Trial by p-values: Preliminary thoughts on the Jens Förster report

I’ve just had a quick look at the report (available at Retraction Watch) that led to the investigation of Jens Förster for possible data manipulation. It makes the case that the data in three of Förster’s papers are statistically highly improbable, largely due to the fact that the means for the levels of various three-level factors all tend to fall in a straight line. There are also claims about the data being far too consistent across independent studies, of effect sizes being implausibly large, and demographically implausible samples.

It is dry, depressing reading.

From the comments I’ve seen on Retraction Watch and Twitter, some people are already convinced. For my part, I’m reserving judgment until the psychological/statistical community has time to complete its “post-publication peer review” of the report. To stimulate discussion, here are some thoughts I had after a first read:

1. The report analyzes just 3 papers. Forster is a highly productive researcher with 50+ papers. How were these 3 chosen? Were there other papers by Forster which did not show any questionable patterns?

2. The F-test for linearity assumes continuous DVs, but some of the DVs are discrete (from rating scales).

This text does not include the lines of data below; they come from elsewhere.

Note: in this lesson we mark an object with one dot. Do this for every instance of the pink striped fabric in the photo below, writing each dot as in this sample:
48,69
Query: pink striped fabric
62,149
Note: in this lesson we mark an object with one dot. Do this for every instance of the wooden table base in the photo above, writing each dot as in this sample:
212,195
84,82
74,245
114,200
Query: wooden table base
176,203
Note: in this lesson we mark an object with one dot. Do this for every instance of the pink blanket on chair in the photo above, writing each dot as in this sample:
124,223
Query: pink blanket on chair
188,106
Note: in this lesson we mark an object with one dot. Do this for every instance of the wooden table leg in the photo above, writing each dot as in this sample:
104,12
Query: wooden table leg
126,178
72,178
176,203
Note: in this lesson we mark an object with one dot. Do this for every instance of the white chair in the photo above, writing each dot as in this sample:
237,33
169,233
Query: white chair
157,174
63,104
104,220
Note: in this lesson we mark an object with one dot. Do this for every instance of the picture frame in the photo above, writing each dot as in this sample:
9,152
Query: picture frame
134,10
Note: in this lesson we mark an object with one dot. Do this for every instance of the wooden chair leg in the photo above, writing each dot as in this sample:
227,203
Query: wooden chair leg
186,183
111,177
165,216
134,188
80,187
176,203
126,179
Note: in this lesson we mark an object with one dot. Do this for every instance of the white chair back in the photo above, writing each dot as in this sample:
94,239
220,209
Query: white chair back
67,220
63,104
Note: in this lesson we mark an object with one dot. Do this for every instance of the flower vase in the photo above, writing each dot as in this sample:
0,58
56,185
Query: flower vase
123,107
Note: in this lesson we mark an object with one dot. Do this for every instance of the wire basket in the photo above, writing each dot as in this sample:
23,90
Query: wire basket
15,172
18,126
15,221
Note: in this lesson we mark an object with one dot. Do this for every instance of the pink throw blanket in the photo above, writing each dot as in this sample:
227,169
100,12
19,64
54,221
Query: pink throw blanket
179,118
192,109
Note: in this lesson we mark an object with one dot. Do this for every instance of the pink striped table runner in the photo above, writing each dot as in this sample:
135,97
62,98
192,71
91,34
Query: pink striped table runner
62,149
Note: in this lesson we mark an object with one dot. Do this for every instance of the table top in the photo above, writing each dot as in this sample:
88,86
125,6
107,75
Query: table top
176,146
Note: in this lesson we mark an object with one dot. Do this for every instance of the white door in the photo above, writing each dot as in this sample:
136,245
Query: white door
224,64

The simulations at the end of the report suggest that the test might be robust against violations of this assumption, but are the simulations themselves valid and based on reasonable assumptions?

3. Control studies were selected based on a search for single factor 3-level designs. Do control studies involve same type of data? Did the selection process for the control studies mimic the selection process that led to identification of the 3 questionable papers?

4. Could p-hacking give rise to a linear pattern? (this idea is from @bahnik)

If this is going to be a trial by p-values, I hope that we can make sure that Jens Förster gets a fair hearing!